16th September 2008, Velden, Austria
Carinthia is a stunningly beautiful part of Europe. Its lakes, mountains, and traditional towns and villages make it an ideal holiday destination. Unfortunately my stay was for just over 12 hours but long enough to put it on the list for future visits. Situated in the south of Austria, it borders Italy and Slovenia and, since the 2004 enlargement of the European Union enlargement, links across these borders have strengthened greatly. This is especially true in the health sector, with the Carinthian authorities establishing a formal system of collaboration with colleagues in Slovenia and in the Friuli and Veneto regions of Italy. I was speaking at the Austrian Health Economics Forum, sharing a session with my colleague Luigi Bertinato from the Veneto region. I was talking about the three way relationship between health systems, health and wealth (see Tallinn Conference) while he was discussing the changing nature of international health tourism. Veneto Region has been developing links with Dubai, where an international “medical city” is being built with the intention of attracting patients from across the world to what will be a first class medical facility.

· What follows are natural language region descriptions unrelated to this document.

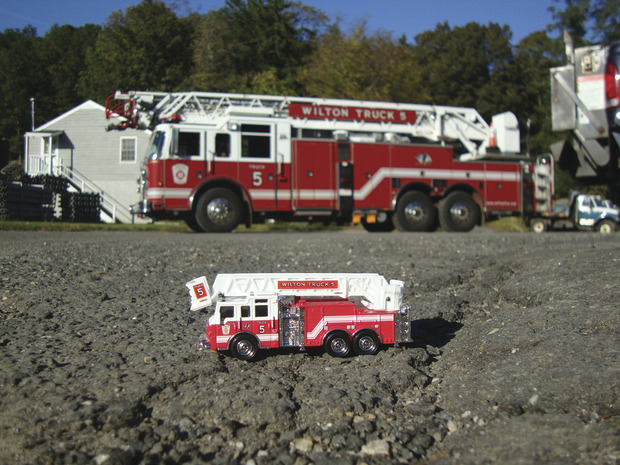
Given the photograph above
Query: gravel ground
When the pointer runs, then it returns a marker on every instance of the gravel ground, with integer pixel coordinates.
(515, 360)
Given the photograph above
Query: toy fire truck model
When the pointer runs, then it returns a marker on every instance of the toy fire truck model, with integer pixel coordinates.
(272, 310)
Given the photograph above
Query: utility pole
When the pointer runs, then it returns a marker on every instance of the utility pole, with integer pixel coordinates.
(32, 111)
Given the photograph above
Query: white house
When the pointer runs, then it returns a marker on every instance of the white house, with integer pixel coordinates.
(77, 146)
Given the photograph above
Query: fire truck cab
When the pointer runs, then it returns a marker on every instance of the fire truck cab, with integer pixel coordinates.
(268, 311)
(218, 160)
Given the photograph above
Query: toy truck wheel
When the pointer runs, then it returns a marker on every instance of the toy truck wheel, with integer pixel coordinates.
(606, 227)
(244, 347)
(218, 210)
(415, 212)
(458, 212)
(386, 226)
(338, 344)
(366, 343)
(538, 225)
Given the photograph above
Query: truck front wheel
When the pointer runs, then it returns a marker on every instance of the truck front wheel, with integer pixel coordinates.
(244, 347)
(458, 212)
(338, 344)
(538, 225)
(218, 210)
(606, 227)
(415, 212)
(366, 343)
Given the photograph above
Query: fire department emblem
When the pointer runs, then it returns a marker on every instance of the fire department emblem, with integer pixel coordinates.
(179, 173)
(424, 159)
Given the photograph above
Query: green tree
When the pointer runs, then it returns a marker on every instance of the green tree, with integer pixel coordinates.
(254, 46)
(145, 48)
(22, 77)
(457, 65)
(64, 54)
(358, 66)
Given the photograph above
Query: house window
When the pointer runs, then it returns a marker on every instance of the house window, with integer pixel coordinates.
(128, 149)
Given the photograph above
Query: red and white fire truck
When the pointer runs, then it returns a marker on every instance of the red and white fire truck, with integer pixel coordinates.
(218, 160)
(272, 310)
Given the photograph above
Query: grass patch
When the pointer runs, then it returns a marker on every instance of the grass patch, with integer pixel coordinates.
(162, 226)
(508, 224)
(59, 226)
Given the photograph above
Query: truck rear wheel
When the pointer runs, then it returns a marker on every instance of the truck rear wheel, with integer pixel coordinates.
(366, 343)
(244, 347)
(415, 212)
(218, 210)
(458, 212)
(338, 344)
(386, 226)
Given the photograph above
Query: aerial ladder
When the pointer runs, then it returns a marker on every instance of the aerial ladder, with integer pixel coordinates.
(432, 123)
(377, 292)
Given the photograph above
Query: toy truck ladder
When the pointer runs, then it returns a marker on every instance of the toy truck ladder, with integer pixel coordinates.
(433, 123)
(377, 292)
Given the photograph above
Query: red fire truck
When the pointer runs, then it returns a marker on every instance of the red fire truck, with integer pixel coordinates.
(272, 310)
(218, 160)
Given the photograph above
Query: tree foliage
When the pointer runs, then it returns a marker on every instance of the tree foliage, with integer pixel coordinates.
(358, 66)
(146, 47)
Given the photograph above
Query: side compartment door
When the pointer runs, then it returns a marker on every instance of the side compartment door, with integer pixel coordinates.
(264, 317)
(502, 187)
(314, 177)
(185, 168)
(257, 164)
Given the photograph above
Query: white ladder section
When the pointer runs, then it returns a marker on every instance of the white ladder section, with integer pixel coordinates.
(377, 292)
(432, 122)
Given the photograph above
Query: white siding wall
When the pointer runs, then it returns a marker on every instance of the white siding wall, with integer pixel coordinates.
(96, 153)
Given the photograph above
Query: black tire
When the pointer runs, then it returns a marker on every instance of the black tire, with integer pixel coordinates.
(386, 226)
(193, 224)
(606, 227)
(366, 343)
(244, 347)
(538, 225)
(415, 212)
(218, 210)
(458, 212)
(338, 344)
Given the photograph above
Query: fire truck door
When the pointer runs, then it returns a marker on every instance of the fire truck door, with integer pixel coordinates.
(314, 179)
(291, 325)
(185, 167)
(257, 164)
(228, 327)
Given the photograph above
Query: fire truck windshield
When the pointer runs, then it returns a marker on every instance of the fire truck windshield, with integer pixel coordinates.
(157, 142)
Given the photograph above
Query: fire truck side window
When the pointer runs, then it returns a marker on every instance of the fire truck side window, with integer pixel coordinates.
(255, 141)
(189, 144)
(226, 311)
(222, 145)
(261, 309)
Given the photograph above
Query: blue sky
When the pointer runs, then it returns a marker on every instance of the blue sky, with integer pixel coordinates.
(409, 17)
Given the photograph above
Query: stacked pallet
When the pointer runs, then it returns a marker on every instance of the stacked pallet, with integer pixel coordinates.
(46, 198)
(79, 207)
(19, 201)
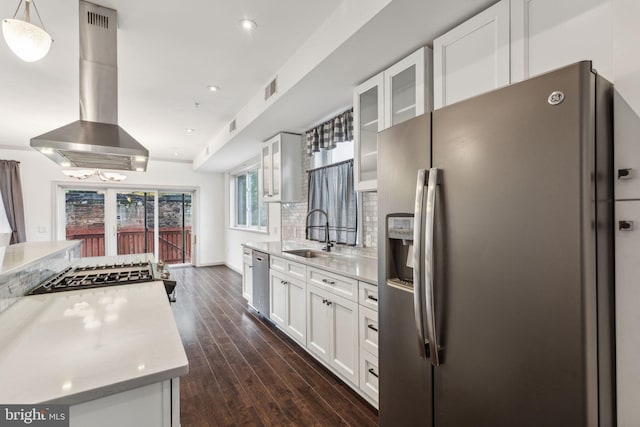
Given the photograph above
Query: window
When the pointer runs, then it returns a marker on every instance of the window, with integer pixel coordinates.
(250, 211)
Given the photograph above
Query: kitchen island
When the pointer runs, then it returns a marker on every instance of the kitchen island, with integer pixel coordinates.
(113, 353)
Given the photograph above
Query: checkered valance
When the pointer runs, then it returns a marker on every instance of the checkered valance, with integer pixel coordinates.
(331, 132)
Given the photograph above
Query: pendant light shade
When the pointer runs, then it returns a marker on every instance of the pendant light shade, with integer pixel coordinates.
(28, 41)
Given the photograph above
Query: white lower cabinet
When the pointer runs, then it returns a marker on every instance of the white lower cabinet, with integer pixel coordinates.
(247, 275)
(153, 405)
(368, 338)
(288, 308)
(332, 331)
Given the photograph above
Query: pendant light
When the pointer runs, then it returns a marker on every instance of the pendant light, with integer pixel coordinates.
(28, 41)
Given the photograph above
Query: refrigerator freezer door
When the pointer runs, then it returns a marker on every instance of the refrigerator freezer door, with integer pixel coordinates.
(518, 290)
(405, 378)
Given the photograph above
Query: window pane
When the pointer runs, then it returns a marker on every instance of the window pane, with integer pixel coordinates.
(241, 201)
(132, 209)
(84, 212)
(175, 220)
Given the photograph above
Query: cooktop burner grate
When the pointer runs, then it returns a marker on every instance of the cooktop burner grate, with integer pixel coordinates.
(96, 276)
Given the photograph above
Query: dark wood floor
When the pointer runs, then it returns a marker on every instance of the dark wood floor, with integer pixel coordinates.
(243, 371)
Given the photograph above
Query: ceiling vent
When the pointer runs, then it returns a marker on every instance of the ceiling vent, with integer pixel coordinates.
(271, 88)
(97, 20)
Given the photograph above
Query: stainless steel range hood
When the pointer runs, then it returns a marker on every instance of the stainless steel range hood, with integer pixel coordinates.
(95, 141)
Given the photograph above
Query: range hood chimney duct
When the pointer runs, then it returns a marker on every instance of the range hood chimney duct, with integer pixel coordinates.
(95, 141)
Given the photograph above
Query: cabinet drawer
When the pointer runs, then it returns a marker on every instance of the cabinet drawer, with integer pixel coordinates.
(290, 268)
(368, 295)
(368, 330)
(369, 375)
(334, 283)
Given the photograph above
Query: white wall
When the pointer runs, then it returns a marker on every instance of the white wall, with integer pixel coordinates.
(38, 173)
(626, 30)
(234, 237)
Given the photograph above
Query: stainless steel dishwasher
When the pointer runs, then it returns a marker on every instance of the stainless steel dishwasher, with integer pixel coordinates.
(261, 282)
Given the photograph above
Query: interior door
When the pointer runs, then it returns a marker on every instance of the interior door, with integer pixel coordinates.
(135, 222)
(516, 286)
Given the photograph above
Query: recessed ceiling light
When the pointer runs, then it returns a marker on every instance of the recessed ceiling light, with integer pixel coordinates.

Two weeks before I had been speaking about the Dubai venture on BBC World Service TV. I confess that I was not entirely optimistic. There is no doubt that there is a growing market for medical tourism but I’m not sure that Dubai can compete with the much lower costs in countries such as South Africa, India and Thailand. There is, of course, a potentially large American market, given the increasing unaffordability of care even for those Americans who have coverage. However, I’m not sure how many will be prepared to fly to he Arabian peninsula in the current political climate, especially when they can get care for rather less in Mexico.
Both in the presentations and discussions over coffee a key issue to emerge was that of quality of care. In Austria, as in many other countries with social insurance systems, it has proven extremely difficult t get the medical profession to engage in effective mechanisms to assess and improve the quality of the care they provide. There are, of course, lots of small scale individual efforts but there is still a lot of opposition to anything more systematic. As we have shown in our new book reviewing the mechanisms to promote quality in all 27 EU Member States, Austria is not alone.
This is becoming an important issue at a European level. The proposed framework directive on patients’ rights in relation to cross-border care will require that each country establish systems to ensure quality of care, and while they will be free to decide how to do this, future work is planned to monitor whether they are doing it (See our recent BMJ editioral). A further issue is the introduction, in a few countries of revalidation of the right to practice medicine. Again, this is something we have looked at in a recent paper and, in some more a detail, in a policy brief. Clearly this is an area where some discussion at a European level is needed, not least to ensure that the arrangements are workable (but also to ensure that they are not hijacked by bureaucrats who believe that the larger the pile of paperwork, the better the system (as seems to be happening in the UK)). Unfortunately, and as usual, the Commission’s DG Internal Market doesn’t agree. It invariably sees any attempt at regulation that would protect the public as a constraint on free movement. It is essential that its views are not allowed to prevail.